December 15th in my life's history is a day with a mix of feelings associated with it. It is the day my mother was born some years ago, a wonderful day! It is the day where in 2019 we officially lost our pregnancy and the child who would have been our second baby, Shalom, a traumatic day. It's the day when, in 2021, my Bubbie was buried, having passed some days earlier at the age of 96, a sad day, but bittersweet thanks to all the memories we have with Bubbie and her long life. I've done four of these mixed feelings posts before. A mix of poetry, essay, introspection, and me just sharing how this day brings out a lot of mixed feelings.

I've discussed how December 2019-December 2020 was the worst year ever in my life, between multiple losses of loved ones, the rise of COVID-19 (and its impact on us as well as everyone else), and so forth. Then, I needed time to mentally recover and deal with the grief I had ignored. I quit trying to shut the pain/sadness away and let myself feel it, a healthy choice I finally got to with the support of Samii and getting some therapy. Then, the focus became healing and growing. We had our, "Rainbow baby," Gibson, in 2023. I know how that is a term some love, and some don't care for, but I like it. We went through an emotional storm with our loss, and at the end of the storm comes a beautiful and bright beam of joy. He and Clarkson are such joys--and sometimes real stinkers!
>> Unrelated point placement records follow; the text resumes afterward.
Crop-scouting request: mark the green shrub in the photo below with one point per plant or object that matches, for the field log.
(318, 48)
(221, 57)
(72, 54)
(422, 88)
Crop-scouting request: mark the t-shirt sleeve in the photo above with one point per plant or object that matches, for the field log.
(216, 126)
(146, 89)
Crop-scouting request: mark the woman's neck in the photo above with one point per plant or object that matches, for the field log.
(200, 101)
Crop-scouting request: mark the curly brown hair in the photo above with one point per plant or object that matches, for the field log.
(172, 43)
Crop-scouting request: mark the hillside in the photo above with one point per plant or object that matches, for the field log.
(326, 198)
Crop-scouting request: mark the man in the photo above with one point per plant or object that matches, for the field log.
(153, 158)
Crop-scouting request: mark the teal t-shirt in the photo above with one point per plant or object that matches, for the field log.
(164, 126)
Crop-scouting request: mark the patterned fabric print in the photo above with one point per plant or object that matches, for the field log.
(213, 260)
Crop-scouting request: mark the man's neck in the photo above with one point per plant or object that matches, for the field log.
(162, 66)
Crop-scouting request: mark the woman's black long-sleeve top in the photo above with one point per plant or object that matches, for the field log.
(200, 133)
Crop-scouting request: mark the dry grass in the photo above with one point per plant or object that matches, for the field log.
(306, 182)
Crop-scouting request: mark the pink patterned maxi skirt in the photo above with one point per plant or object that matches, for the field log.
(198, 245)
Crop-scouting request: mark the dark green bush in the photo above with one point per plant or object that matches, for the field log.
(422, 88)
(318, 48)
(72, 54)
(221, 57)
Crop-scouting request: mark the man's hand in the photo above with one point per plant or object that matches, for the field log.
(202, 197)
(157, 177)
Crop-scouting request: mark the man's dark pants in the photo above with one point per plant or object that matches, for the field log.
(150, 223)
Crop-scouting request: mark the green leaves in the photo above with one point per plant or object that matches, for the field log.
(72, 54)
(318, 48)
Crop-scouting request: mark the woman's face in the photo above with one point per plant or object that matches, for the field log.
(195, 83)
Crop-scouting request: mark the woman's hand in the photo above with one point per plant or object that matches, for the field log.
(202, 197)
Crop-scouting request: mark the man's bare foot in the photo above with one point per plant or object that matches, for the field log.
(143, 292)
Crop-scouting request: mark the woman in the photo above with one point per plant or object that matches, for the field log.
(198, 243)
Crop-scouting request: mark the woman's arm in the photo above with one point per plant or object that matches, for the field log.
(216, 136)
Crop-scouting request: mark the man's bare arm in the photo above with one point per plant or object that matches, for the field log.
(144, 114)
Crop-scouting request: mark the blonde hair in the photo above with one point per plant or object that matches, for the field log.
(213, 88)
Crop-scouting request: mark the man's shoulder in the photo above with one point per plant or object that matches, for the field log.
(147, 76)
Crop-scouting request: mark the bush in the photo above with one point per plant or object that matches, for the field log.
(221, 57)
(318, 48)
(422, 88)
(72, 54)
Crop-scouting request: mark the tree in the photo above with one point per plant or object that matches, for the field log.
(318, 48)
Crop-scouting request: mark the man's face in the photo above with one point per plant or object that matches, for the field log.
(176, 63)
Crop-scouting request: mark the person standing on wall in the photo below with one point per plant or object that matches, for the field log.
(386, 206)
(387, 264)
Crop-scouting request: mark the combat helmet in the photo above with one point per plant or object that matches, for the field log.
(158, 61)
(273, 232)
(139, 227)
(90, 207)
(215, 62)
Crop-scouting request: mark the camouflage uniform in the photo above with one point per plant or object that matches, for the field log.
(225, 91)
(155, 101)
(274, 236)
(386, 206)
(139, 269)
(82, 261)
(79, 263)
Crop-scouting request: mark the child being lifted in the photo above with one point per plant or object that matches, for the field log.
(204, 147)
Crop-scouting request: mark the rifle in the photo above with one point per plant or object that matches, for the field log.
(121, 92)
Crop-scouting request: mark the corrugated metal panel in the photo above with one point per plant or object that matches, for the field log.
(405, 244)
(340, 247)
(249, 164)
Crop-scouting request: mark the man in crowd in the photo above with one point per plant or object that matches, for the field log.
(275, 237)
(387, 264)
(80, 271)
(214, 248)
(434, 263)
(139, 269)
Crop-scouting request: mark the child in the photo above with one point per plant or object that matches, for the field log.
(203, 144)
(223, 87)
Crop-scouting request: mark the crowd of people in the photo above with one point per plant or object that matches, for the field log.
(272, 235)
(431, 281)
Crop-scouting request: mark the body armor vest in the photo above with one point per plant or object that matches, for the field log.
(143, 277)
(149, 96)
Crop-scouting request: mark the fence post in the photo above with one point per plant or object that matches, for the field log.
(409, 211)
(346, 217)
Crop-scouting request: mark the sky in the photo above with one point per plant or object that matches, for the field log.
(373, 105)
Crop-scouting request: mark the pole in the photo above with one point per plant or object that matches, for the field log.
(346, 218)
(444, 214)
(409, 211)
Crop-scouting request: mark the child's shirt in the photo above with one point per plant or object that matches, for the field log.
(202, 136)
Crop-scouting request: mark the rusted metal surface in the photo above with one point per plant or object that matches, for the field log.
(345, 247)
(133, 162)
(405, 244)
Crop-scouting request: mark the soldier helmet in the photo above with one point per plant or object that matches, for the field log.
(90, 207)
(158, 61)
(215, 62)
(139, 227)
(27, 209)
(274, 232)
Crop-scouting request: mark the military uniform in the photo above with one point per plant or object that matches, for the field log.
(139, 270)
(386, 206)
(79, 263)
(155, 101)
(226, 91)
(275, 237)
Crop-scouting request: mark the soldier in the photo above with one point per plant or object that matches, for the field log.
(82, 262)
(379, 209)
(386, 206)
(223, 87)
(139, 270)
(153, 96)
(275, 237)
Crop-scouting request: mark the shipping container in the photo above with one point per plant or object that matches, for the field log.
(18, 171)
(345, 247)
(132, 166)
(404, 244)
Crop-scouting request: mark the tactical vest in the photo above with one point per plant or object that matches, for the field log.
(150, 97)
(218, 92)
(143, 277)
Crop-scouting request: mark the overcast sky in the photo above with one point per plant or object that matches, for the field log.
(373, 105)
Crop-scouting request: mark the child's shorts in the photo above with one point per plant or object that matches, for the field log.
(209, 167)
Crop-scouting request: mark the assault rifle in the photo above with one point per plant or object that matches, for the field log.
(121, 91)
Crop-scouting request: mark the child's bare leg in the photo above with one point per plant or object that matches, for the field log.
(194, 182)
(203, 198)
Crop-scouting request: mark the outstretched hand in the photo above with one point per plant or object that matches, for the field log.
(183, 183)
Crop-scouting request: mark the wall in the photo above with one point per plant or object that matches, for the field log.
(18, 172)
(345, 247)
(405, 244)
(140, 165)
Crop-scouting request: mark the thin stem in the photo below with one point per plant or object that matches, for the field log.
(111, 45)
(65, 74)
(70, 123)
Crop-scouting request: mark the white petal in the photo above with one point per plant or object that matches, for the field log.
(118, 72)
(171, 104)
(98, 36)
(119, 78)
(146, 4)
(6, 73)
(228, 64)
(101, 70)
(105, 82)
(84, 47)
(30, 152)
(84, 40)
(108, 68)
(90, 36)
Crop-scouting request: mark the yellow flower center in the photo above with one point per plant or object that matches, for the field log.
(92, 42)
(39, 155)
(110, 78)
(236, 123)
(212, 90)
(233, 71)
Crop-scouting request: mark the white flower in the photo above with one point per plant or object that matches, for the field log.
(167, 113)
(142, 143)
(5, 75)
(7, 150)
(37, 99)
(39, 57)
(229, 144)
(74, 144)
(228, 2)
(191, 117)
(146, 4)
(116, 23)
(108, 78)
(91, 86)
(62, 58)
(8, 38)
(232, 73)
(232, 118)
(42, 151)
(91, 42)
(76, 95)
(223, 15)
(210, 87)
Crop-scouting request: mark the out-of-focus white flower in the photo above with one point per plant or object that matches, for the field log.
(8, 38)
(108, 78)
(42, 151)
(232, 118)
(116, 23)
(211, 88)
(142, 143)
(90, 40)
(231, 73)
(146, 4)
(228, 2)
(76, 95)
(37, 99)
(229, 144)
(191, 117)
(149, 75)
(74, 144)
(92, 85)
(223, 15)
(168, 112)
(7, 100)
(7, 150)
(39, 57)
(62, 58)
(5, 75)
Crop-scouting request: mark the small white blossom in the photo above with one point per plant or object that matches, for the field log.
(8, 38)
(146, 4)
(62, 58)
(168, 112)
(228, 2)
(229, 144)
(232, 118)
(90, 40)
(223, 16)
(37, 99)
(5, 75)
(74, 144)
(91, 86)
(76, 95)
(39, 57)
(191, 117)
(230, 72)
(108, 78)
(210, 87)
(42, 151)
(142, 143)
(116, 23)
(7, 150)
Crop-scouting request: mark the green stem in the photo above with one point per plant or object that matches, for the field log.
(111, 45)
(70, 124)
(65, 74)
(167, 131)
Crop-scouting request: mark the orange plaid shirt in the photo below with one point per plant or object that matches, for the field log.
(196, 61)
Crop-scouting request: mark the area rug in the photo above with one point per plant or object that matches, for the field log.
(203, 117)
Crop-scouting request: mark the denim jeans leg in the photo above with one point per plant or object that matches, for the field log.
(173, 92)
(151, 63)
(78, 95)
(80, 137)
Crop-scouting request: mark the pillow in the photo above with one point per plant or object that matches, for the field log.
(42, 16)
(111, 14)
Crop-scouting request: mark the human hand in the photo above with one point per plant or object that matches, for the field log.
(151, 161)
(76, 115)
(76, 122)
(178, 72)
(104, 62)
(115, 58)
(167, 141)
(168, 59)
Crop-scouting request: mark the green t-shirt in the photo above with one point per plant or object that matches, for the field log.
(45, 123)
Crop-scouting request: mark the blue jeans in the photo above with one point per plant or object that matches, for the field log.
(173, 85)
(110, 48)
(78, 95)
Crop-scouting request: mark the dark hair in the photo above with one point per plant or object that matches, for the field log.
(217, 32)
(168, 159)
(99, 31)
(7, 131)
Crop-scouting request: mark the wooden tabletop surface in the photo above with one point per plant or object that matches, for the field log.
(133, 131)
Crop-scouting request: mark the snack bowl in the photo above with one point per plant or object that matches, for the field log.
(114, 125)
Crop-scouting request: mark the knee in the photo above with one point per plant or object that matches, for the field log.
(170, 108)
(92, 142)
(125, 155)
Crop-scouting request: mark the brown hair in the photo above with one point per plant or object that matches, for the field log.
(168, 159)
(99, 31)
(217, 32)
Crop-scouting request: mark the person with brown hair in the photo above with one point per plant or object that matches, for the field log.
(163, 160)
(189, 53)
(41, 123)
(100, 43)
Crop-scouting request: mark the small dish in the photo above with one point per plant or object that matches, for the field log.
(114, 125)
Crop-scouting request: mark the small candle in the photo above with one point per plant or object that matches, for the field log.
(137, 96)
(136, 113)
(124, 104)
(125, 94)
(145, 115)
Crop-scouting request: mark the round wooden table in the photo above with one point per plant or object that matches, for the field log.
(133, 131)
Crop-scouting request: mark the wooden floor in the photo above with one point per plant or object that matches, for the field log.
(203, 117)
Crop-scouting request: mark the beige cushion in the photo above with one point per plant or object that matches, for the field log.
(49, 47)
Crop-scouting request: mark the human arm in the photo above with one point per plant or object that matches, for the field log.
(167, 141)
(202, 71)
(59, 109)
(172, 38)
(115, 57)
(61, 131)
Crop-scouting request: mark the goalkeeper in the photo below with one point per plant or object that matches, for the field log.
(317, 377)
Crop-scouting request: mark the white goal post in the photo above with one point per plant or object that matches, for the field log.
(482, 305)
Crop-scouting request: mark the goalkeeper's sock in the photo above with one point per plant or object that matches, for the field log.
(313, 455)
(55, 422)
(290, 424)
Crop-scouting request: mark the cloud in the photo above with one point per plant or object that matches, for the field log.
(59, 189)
I am by no means, "Over," everything we've been through, as you can't be a human being with normal emotions and magically and totally get over loss completely. I am, however, in a better place now than I was a number of years ago. I can both be happy today to celebrate a birthday and consider this a day of remembrance. I can have a mix/balance of feelings, and that is good; it is healthy and (as I said) human. Hence, here we are on December 15th of 2025, and I am okay. I am okay with the celebratory feelings for the good stuff today. I am okay with sometimes not being okay when I think about the loss we've faced, too. Just as the title always says, it is all about mixed feelings. Acknowledging is key, without a doubt. 
 
Way back when I wrote the first of these in 2021, I closed with how, "Love is scary, love is hard, love leaves us feeling empty sometimes when those we love leave at any age or even before we get to fully enjoy their existence. I’m just trying to make it [in] America. I’m just trying to make it as a good parent and husband. I just want to make myself proud, frankly. To close, I don’t know how much I believe in a God but I really hope God believes in me. Somebody’s got to." At this point I still am not sure how much I believe in a higher power (although I hope one's out there). I do know that now, I can at least say I do believe in myself. I believe in myself as a husband, a father to two awesome kiddos, and as a human being. Life has been hard at times, but I've learned and grown from the hardships and joys. That's saying something, at least.